Photo of Mark Mulligan
by Mark Mulligan

Pandora has made the news again with founder Tim Westergren stepping up to the role of CEO, replacing Brain McAndrews. These are certainly uncertain times for Pandora, once the stand out success story of digital music, at least from commercial terms if not always from a songwriter’s perspective. But for all the uncertainty, Pandora remains a vastly important player and in many respects is on sounder footing than on demand streaming services.

Pandora’s headline numbers do not make for great reading. Its market cap has fallen from a high of $7.7 billion in March 2014 to $2.2 billion now, while annual losses quintupled in 2015 to $169.7 million and the monthly active user base has been flat at around the 80 million mark since late 2014. Yet Pandora has much going for it that others do not. Unlike on demand services like Spotify and Apple Music, Pandora’s label rates are set by Sound Exchange, a statutory body set up in the US following the Digital Millennium Copyright Act. This gives it a degree of licensing predictability Spotify et al can only look at enviously.

Crucially though, because Pandora is a semi-interactive radio service it pays a much smaller share of its headline revenue to rights holders.

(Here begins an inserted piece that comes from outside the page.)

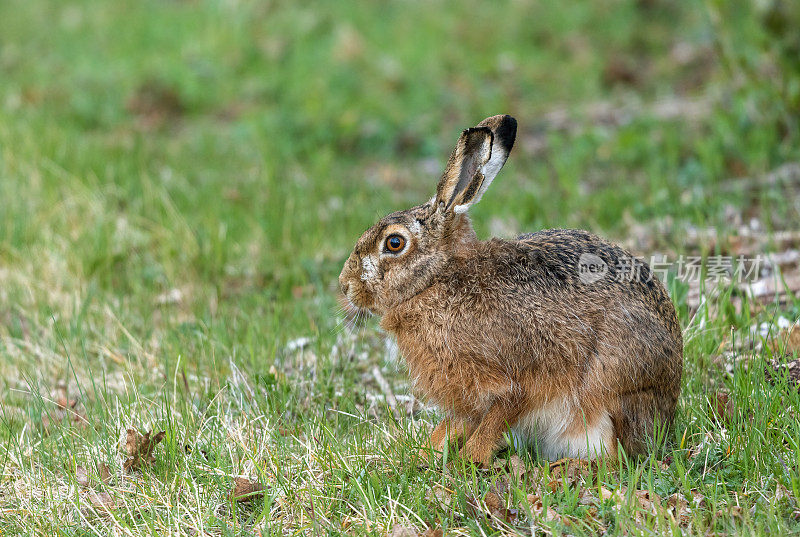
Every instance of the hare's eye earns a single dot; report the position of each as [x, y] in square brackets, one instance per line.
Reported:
[395, 243]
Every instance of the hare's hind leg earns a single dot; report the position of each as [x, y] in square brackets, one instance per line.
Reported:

So while on demand services can aspire to a long term gross operating margin of 5% or so (though most are running at a loss as they build market share), Pandora could conceptually get towards 25%. It doesn’t do so yet because it is investing heavily in its ad sales capabilities and in future revenue streams. In fact Pandora has built the foundations of a Full Stack Music company by purchasing Rdio, Ticketfly and Next Big Sound.

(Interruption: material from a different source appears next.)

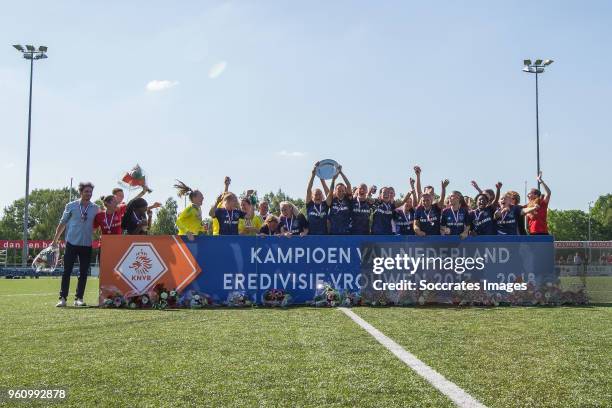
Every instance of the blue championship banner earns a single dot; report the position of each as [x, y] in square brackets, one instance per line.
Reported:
[142, 271]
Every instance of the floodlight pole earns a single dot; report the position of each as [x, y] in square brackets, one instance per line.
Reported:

Those acquisitions set up Pandora well for building a set of diverse revenue streams around music, especially if it dives into the generally loss-leading world of on demand. But the real value in Pandora lies in this statistic: 10%. That is the share of total US radio listening time that Pandora currently accounts for. And that metric is one that is growing year on year. Radio in the US alone is an $18 billion market, compared to $4.9 billion for recorded music (at trade values).

Both iHeart Media and Sirius XM have been mooted as potential buyers. Both would be a good fit because they are both threatened by Pandora. If Pandora was able to convince Wall Street of its long term narrative it probably wouldn’t be in the position of needing to even consider a sale. But Wall Street rarely has that sort of patience with tech stocks, especially when Spotify and Apple keep posting dynamic growth stats. And for all that Pandora may try to claim otherwise, there is no denying that they do compete with Pandora. Even if Pandora doesn’t go the distance, though the odds are still in its favour, the Pandora model is the future of radio. And put bluntly, the future of radio is a bigger bet to back than the future of music. Like it or loathe it.